= Taxation in Hungary =

Taxation in Hungary (2017), Source: Deloitte.
| Corporate income tax rate | 9% |
| Branch tax rate | 9% |
| Minimum tax | Applied to 2% of adjusted gross profit |
| Capital gains tax rate | 9% |
| Tax basis | Worldwide income |
| Participation exemption | Yes |
| Loss relief | Carryforward: Indefinite, but limitations apply Carryback: Generally not available |
| Double taxation relief | Yes |
| Tax consolidation | For VAT purposes |
| Transfer pricing rules | Yes |
| Thin capitalization rules | Yes (ratio 3:1) |
| Controlled foreign corp. rules | Yes |
| Tax year | Calendar year, but different fiscal year may be elected |
| Advance payment of tax | Monthly/quarterly |
| Return due date | Last day of the fifth month following of the end of the fiscal year |
| Withholding tax | Dividends: 0% Interest: 0% Royalties: 0% Branch remittance tax: 0% |
| Social security contributions | 13% of gross wages for the employer (from 2022) |
| Capital tax | No |
| Building tax/land tax | May apply at municipal level |
| Real estate transfer tax | 4% up to a value of HUF 1bn (€3.3 million) and 2% on the excess, capped at HUF 200 million (€0.65 million) |
| Local business tax | maximum 2% of net sales revenue |
| Innovation contribution | 0.3% |
| Financial transaction tax | 0.3% of transferred amount maximum HUF 6000 (€20) |
| VAT | 27% (standard), 18%, 5% |
Hungary quick tax facts for Individuals (2017), Source: Deloitte.
| Income tax rate | 15% |
| Capital gains tax rate | 15% |
| Tax basis | Worldwide income |
| Double taxation relief | Yes |
| Tax year | Calendar year |
| Return due date | 20 May (Tax authority prepares it electronically to everyone automatically) |
| Withholding tax | Dividends: 15% Interest: 15% Royalties: 15% |
| Healthcare contribution | 14% or 22% on some income maximum annual HUF 450 000 (€1460) |
| Social security contributions | 18.5% of gross wages for the employee |
| Net wealth tax | No |
| Inheritance and gift tax | 9% or 18% |
| Real estate tax | May apply at municipal level |
| VAT | 27% (standard), 18%, 5% |

Taxation in Hungary is levied by both national and local governments. Tax revenue in Hungary stood at 38.4% of GDP in 2017. The most important revenue sources include the income tax, Social security, corporate tax and the value added tax, which are all applied at the national level. Among the total tax income the ratio of local taxes is solely 5% while the EU average is 30%.

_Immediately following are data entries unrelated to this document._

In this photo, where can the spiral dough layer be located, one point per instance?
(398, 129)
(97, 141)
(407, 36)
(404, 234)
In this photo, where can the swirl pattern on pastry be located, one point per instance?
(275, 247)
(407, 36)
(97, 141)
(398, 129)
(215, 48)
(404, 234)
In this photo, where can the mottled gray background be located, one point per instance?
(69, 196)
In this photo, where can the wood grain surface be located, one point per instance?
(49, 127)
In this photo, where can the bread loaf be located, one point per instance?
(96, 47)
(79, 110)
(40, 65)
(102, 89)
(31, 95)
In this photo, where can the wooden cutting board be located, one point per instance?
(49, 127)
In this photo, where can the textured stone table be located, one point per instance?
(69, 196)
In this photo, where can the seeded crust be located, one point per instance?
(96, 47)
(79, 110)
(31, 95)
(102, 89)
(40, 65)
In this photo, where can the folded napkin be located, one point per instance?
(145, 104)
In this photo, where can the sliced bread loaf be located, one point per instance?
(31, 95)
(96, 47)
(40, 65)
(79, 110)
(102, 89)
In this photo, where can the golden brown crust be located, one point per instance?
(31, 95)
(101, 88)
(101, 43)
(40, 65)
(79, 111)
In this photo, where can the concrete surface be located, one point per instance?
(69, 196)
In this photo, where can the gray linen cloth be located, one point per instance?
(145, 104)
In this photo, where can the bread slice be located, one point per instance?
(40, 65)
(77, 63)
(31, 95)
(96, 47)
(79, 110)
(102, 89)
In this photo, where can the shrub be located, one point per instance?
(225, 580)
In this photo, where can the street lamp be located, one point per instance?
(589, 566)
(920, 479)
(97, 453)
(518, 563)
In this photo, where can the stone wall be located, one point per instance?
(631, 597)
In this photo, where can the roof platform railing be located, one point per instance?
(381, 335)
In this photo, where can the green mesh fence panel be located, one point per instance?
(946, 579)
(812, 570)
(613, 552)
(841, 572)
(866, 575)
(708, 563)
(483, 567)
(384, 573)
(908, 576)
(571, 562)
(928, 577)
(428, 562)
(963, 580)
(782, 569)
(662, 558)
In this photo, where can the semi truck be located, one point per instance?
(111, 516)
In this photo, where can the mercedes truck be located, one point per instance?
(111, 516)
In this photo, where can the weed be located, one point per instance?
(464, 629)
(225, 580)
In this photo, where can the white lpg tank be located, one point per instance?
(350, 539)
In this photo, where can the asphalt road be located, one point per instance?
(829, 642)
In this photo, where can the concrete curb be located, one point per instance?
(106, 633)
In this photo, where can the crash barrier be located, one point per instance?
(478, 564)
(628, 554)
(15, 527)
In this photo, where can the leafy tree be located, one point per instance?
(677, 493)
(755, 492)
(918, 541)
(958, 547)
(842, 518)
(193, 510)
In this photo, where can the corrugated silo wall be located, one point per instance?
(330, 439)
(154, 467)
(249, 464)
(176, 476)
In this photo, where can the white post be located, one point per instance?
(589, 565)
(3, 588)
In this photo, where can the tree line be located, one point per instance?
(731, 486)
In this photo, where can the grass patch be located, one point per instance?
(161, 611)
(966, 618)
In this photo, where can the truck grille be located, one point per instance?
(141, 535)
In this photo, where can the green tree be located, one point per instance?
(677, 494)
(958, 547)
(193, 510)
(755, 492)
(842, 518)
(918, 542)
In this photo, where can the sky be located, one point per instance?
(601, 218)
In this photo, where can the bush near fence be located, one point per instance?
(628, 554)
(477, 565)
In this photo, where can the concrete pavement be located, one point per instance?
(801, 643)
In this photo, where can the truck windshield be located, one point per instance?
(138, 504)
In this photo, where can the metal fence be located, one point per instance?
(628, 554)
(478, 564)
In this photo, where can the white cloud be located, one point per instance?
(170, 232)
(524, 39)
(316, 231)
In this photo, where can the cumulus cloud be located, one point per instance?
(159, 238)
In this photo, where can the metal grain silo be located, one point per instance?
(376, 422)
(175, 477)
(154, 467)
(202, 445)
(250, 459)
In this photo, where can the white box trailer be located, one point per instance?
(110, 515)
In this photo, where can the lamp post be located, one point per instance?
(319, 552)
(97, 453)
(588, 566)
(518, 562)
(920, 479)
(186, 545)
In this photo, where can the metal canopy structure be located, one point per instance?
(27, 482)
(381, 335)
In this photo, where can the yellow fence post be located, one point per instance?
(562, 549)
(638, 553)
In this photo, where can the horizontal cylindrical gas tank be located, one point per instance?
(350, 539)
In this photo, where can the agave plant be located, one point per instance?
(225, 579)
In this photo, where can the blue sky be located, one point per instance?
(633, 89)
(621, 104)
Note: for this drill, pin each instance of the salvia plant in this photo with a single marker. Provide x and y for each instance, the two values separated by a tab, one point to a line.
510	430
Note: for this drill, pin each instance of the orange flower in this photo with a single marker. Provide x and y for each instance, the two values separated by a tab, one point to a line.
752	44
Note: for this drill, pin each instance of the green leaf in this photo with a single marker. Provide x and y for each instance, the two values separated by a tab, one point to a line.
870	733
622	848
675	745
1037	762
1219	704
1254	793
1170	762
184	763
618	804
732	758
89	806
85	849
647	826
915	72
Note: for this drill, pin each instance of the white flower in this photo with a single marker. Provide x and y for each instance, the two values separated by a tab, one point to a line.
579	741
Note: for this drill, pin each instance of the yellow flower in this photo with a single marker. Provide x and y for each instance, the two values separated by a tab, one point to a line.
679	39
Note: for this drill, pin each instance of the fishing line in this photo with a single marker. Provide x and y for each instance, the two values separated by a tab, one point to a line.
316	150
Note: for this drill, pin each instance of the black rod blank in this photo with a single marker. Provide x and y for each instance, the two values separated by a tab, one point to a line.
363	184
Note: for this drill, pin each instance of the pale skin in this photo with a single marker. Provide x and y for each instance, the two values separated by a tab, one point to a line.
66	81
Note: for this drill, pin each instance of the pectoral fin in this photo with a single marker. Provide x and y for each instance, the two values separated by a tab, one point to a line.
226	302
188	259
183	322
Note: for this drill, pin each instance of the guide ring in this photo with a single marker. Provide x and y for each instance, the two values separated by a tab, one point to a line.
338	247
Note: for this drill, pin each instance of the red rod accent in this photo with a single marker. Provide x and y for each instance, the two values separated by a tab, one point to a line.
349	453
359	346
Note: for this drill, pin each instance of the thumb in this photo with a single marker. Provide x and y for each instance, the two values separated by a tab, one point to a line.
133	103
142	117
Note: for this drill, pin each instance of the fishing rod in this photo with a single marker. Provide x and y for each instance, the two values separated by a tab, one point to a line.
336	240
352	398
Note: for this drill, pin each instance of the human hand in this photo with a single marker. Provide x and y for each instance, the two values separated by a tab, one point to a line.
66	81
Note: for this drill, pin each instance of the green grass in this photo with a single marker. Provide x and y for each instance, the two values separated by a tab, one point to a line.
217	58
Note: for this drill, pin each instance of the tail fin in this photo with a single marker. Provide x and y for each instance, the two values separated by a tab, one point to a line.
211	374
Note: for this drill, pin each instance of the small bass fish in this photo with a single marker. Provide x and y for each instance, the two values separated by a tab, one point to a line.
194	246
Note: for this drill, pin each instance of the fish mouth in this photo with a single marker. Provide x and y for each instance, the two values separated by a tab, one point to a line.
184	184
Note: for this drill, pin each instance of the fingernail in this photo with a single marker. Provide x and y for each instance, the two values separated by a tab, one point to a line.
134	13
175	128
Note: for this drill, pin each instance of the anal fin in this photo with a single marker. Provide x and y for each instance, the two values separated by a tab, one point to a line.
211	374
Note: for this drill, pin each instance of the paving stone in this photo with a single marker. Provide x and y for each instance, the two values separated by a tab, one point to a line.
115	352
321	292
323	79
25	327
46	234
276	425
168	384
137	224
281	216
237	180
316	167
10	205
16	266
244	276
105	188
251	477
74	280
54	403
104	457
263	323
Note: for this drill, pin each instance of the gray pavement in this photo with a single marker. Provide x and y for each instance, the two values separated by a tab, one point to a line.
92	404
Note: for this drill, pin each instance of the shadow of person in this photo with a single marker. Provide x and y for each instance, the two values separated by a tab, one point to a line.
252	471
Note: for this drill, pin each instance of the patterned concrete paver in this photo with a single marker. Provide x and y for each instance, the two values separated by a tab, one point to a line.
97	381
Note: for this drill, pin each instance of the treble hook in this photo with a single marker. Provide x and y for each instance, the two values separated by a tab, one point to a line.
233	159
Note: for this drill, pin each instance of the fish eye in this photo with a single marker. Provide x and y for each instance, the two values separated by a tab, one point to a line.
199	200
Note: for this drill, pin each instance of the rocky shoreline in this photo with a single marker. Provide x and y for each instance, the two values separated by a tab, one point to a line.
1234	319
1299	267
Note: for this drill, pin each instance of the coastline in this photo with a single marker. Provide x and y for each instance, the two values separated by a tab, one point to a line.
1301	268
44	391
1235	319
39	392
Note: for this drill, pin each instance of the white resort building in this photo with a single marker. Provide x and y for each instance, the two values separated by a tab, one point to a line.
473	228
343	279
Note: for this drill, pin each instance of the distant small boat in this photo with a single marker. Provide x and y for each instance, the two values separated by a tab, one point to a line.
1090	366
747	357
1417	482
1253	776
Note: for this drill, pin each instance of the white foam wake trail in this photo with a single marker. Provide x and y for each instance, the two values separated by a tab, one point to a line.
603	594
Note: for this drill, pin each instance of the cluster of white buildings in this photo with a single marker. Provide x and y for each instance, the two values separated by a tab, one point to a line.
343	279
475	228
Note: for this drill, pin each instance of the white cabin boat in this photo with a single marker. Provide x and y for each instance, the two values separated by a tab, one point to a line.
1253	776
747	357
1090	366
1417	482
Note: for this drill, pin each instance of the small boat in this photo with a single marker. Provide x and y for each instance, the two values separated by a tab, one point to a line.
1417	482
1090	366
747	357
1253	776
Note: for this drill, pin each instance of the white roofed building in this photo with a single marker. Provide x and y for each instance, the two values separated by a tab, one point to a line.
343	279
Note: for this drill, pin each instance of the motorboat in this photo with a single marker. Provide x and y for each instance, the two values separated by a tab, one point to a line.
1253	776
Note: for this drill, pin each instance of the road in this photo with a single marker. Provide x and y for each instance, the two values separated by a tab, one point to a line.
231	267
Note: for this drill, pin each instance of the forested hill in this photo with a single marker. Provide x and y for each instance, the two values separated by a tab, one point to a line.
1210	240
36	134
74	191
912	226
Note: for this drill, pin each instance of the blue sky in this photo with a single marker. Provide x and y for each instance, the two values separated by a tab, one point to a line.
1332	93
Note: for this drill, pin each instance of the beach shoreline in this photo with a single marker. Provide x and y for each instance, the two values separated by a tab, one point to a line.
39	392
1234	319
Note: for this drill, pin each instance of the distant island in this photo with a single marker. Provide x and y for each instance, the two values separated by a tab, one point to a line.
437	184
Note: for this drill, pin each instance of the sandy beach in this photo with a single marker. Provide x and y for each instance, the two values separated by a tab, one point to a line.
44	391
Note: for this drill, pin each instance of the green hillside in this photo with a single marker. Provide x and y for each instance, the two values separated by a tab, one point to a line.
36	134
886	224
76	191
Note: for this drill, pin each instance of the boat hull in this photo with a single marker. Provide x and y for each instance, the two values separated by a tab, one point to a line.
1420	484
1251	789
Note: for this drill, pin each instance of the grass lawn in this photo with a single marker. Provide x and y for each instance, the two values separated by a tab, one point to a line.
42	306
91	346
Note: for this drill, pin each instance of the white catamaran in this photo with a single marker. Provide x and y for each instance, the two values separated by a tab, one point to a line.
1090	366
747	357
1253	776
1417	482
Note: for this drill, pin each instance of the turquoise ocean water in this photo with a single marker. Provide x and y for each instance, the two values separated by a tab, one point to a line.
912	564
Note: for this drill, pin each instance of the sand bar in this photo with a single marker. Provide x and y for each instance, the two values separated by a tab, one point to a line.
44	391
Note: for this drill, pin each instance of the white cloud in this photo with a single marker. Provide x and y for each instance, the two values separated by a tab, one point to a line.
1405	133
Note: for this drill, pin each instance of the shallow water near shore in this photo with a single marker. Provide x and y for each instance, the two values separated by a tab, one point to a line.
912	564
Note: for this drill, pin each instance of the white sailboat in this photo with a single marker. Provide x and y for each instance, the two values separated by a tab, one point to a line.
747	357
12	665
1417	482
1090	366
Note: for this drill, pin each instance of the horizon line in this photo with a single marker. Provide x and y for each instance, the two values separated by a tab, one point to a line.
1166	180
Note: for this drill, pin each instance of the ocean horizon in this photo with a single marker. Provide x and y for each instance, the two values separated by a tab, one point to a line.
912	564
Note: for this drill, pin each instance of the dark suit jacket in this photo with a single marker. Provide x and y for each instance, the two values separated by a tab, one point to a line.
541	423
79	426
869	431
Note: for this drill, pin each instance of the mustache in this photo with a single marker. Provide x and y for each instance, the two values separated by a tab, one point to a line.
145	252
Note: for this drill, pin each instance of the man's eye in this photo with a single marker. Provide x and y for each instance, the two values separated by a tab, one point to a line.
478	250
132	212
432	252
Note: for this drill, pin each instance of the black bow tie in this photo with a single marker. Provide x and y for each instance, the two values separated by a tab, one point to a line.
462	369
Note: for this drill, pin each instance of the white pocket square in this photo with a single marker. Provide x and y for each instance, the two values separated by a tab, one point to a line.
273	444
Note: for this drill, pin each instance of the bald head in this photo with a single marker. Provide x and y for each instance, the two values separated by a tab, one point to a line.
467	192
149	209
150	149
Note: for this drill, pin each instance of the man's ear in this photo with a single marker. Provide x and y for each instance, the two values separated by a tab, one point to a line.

Income tax in Hungary is levied at a flat rate of 15%. Additionally there are two others contributions levied on income, a "social security contribution" of 18.5% (that is deducted from the gross salary) and an "employer's tax" of 13% (which is not part of employee's wage, but paid by the employer). Thus the effective income tax is a flat rate of 46.5%. A tax allowance is given through a family allowance (családi adókedvezmény), which is equal to the allowance multiplied by the number of "beneficiary dependent children". For one or two children the allowance is HUF 62,500 per child, for three or more HUF 206,250 per child. The allowance can be split between spouses or life partners.

In 2025, young people will be exempt from personal income tax until the age of 25, which can mean an annual maximum of HUF 1,146,000 in income tax contributions. The same relief applies to mothers under 30. Mothers who have raised or are raising at least four children and have been entitled to family allowances for a minimum of 12 years will benefit from a lifetime exemption. On 22 February 2025, the government announced that mothers with two or three children would receive a full lifetime income tax exemption.

The standard rate of value added tax is 27% as of January 2012 — the highest in the European Union. There is a reduced rate of 5% for most medicines and some food products, and a reduced rate of 18% for internet connections, restaurants and catering, dairy and bakery products, hotel services and admission to short-term open-air events.

In January 2017, corporate tax was unified at a rate of 9% — the lowest in the European Union. Dividends received are not subject to taxation, provided that are not received from a Controlled Foreign Company (CFC). Capital gains are included in corporate tax, with certain exemptions.

Capital gains are taxed at a flat rate of 15%.

EU VAT tax rates

==History==
After the Ottoman conquest of central parts of Hungary, the most common tax was the Ottoman administration's levy on Christians the dhimmi. Under Austro-Hungarian rule, taxes were mostly levied by Austria, but Hungary was later given more financial autonomy in the Austro-Hungarian Compromise of 1867. In 1988, liberalization of the Soviet-influenced Kádár government introduced tax reform, establishing a comprehensive tax system of central and local taxes, consisting mainly of a personal income tax, a corporate income tax and a value added tax.